At the beginning of your relationship did you think, “wow, this is an awesome person. I can see myself with him or her for the rest of my life.”? Did you share that feeling with your family and friends? I did.

Here’s the thing. With a Narcissist, the beginning of relationships are always the best. It is only in the beginning that they are on their best behavior, besides when they are in front of people. It is only in the beginning that they’ll bring out their best tricks to impress you. Why? Because they have to put on the show in order for you to fall in love with who they could be and not who they are because who they are, is not someone you would truly choose to be with. What makes you fall in love with them? The words that they say and the actions that they do. Words like, “I’ve never met anyone else like you”, “you’re my soulmate”, “I can make you so happy, let me take care of you” and the best one “I love you and I’ve never loved anyone like I love you”. The actions that they do include, sending you flowers just because, purchasing your favorite wines or beer for when you get home after work, cook dinner and may even include candle light, and make you their every focus. All these things take place at a rapid pace. Usually it all happens within the first couple of weeks and does not last.

Narcissists create a chaotic rollercoaster in your life, also known as, Cycles. One day or maybe even a week at a time, you two are inseparable. Things seem to be looking up and he or she seems to truly care again. You even have the thought that he or she finally sees the value in you and the relationship that y’all have. You think, finally. Finally, I can breathe without walking on eggshells. Finally, I can go back to normal and not be chained to these four walls. Finally, I can see my family. Finally, I can talk to my friends.

Then out of nowhere, your “finally” vanishes and here you are yet again, broken. Here you are again, walking on eggshells and being so very careful not to say or do the wrong thing for fear of the repercussions. Here you are again, not speaking to family for fear of what your significant other may say. Here you are again, not answering text or phone calls from your friends because its easier to ignore them than it is to tell them your problem…again. Here you are again, all alone with just the feeling of rejection and not understanding why it is you who is dealing with this from someone that you love. From someone who is your whole world and you would move mountains for. Here you are again hearing things like, “you’re crazy”, “you didn’t see that”, “what is wrong with you”, “you’re so insecure”, “my ex cheated on me”, “your family hates me” and “your friends hate me”.

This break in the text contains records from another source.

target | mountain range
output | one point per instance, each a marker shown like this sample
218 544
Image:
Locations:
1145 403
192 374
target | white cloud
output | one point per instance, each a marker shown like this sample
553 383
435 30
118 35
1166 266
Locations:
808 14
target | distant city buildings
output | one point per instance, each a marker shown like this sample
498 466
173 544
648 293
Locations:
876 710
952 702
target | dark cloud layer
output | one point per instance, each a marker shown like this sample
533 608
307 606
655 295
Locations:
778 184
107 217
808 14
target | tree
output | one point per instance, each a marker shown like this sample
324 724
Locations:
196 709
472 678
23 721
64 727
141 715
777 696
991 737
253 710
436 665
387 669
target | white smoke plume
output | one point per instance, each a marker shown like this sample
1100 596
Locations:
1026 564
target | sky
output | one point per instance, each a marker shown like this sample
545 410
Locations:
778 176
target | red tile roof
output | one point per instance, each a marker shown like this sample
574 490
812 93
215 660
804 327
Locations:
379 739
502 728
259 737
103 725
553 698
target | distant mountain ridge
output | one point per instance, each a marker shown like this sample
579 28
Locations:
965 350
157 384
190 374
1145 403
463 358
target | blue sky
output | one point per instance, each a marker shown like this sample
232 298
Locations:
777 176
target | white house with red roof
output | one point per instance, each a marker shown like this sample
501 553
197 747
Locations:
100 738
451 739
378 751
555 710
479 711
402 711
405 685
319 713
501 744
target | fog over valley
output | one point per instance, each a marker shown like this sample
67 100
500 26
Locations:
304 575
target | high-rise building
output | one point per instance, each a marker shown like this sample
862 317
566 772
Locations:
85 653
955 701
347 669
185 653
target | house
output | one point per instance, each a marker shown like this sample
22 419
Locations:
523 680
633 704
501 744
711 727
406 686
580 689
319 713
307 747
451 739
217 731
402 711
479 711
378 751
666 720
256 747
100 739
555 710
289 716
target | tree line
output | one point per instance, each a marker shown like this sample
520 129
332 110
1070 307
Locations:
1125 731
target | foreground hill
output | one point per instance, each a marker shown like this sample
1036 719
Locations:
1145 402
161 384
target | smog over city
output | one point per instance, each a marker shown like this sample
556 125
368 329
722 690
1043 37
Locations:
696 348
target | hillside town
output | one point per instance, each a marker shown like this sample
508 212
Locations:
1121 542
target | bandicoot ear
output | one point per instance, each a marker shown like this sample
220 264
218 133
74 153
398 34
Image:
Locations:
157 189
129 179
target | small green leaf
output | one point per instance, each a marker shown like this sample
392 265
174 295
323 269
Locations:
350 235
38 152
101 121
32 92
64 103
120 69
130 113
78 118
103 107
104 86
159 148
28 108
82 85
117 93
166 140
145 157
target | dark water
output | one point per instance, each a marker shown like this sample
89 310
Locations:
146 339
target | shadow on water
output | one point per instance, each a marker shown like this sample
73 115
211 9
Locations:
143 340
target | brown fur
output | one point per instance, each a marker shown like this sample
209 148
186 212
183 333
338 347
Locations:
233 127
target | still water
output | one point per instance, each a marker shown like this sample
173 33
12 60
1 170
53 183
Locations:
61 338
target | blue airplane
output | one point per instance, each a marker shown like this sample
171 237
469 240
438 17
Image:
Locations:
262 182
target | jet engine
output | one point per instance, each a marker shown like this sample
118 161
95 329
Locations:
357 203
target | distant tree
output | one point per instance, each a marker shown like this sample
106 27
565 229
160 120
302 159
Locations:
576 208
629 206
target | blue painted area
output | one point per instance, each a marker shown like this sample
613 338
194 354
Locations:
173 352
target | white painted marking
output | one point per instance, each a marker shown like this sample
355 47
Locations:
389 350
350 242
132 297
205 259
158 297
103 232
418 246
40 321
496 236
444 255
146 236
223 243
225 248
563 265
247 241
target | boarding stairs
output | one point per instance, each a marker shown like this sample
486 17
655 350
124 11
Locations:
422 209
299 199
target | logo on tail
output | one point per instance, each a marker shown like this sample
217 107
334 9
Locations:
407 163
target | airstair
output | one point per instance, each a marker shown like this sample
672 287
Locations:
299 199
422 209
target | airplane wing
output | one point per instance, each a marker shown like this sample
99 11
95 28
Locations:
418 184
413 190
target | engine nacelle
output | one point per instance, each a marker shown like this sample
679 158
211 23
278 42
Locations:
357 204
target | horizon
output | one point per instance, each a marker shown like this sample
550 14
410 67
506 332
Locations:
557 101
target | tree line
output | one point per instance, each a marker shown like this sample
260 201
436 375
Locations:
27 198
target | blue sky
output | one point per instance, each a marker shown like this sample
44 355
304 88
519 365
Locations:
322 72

Then its back to how it used to be…again and you think, maybe you are crazy. Maybe just maybe you did over react and take that wrong. Maybe just maybe, your family does not like him or her. Maybe your friends don’t like him or her either. Just maybe, he or she is right about everything. After all, he or she seems to be back to normal.

Then back to the abuse and the name calling and the isolation.

Do you understand that this is a cycle? The cycle is not going to break. Its never going to get back to where it was in the very beginning because he or she is NOT that person. Period. Stop holding out hope that they are or will be.

They won’t. EVER!

So start your escape plan now because its the only way you’ll survive it. Remember, don’t document it anywhere except your mind and only share it with someone you truly trust.

If not, you’ll contemplate suicide or murder to escape it.

YOU ARE ENOUGH. YOU ARE WORTH IT. YOU ARE BEAUTIFUL.